In both Serbian and international political plans, the liberation of Nis in the First Serbian Uprising (1804–1813) was a major event in the restoration of the Serbian state. The decisive battle between the Serbs and the Turks took place on 31st May 1809, in the vicinity of Nis, near the village of Kamenica, on a hill known as Cegar, where the Serbian positions were most exposed. Unable to halt the Turkish attack, the Serbian military leader Stevan Sindjelic fired a number of shots into the powder magazine and caused an explosion which killed numerous soldiers on both sides. Unofficial data claim that between 3000 and 7000 Serbs and over 6000 Turks were killed on Cegar. Serbian losses were tremendous, so Cegar today has a special position in the history of the struggle for liberation and independence.
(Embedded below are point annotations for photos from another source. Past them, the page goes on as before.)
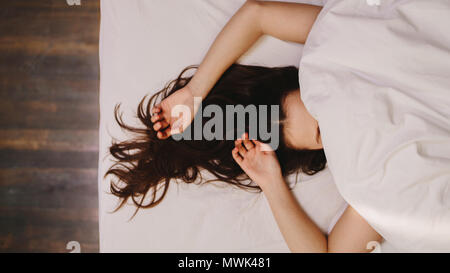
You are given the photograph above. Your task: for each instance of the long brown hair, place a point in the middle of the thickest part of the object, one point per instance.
(145, 165)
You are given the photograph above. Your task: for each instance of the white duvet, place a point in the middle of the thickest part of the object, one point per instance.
(377, 78)
(144, 44)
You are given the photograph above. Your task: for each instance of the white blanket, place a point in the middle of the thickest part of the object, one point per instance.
(143, 45)
(377, 78)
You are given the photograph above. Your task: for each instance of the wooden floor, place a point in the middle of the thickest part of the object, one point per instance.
(49, 79)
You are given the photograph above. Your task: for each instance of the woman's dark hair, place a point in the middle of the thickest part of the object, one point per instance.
(145, 165)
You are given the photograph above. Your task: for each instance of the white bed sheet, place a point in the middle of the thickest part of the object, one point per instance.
(143, 45)
(377, 79)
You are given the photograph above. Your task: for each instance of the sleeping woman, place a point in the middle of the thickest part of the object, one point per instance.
(146, 164)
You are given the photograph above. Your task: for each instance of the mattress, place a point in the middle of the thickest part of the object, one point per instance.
(143, 45)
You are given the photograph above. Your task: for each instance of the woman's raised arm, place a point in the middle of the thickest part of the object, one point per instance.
(285, 21)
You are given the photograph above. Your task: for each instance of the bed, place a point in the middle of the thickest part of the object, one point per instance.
(375, 74)
(143, 45)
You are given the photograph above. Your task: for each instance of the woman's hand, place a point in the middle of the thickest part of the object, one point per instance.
(258, 161)
(162, 119)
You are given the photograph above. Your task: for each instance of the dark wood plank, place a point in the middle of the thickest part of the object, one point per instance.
(49, 79)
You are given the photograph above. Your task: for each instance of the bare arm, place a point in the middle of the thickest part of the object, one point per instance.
(285, 21)
(350, 234)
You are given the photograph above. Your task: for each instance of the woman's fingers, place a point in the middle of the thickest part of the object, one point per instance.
(248, 144)
(160, 125)
(241, 149)
(263, 147)
(156, 117)
(164, 134)
(156, 109)
(237, 157)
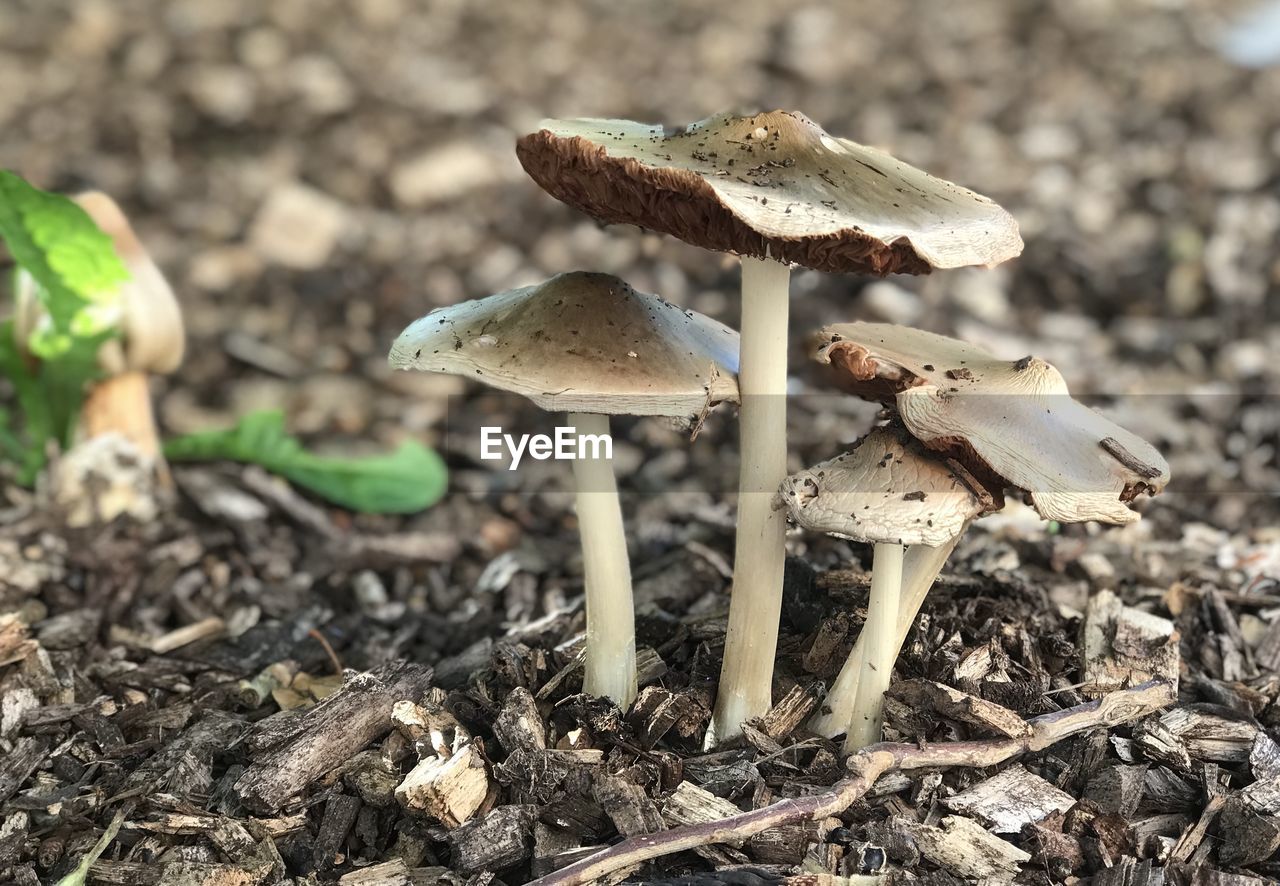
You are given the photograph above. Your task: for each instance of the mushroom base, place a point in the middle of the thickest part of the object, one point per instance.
(752, 642)
(920, 567)
(122, 403)
(611, 631)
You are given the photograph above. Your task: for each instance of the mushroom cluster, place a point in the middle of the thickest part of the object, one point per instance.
(968, 428)
(778, 191)
(151, 338)
(775, 190)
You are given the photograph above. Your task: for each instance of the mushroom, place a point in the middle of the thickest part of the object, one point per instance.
(1010, 424)
(1015, 419)
(913, 506)
(776, 190)
(592, 346)
(151, 337)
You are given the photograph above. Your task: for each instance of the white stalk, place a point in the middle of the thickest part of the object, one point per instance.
(920, 569)
(881, 630)
(755, 608)
(611, 631)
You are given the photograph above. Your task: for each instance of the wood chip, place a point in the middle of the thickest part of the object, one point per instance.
(955, 704)
(329, 734)
(1249, 825)
(627, 805)
(1118, 789)
(690, 804)
(447, 788)
(388, 873)
(790, 711)
(1123, 645)
(1211, 736)
(1010, 800)
(499, 840)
Today’s tower-shaped monument was erected in 1927 – it symbolizes a military fortification and is protected by the state as part of the cultural heritage.
Nis Fortress was built in the period 1719-1723 on the right bank of the Nisava River, over the remains of ancient and medieval fortifications, after such decree was issued by the Sultan on 19th February 1719, and the project made by the main architects Mehmed and Mustafa Aga. Like other artillery fortifications, the fortress has a polygonal foundation and four major gates (labeled the gates of Istanbul, Belgrade, Jagodina and Vidin) and eight bastion terraces. With its ramparts totaling 2100m in length, 3m wide and 8m high, covering the area of 22 hectares, the Fortress was the strongest Turkish fortification in borderline areas of the empire. Today’s remnants of the rampart and the gates, along with still unexplored internal parts coming from the previous periods, represent a major cultural monument. For this reason, in 1948, Nis Fortress was protected by the law, and in 1979 it was proclaimed highly valued part of cultural heritage.
Just by the road to Constantinople, today in the city itself, there lies the Skull Tower – a unique monument from Serbian liberation wars. In his desire to intimidate Christians and prevent any further rebellious attempts, Hursid Pasha, then the Turkish commander in Nis, and later the Grand Vizier of the Ottoman Empire, issued an order for this tower to be built. The skulls of 952 Serbian fighters from the battle of Cegar, of 31st May 1809, were built in. there are no written Turkish sources on the construction of the tower and the number of skulls. The Europe and the world got to know more about it from the words of travel book writers passing through Nis in 19th century.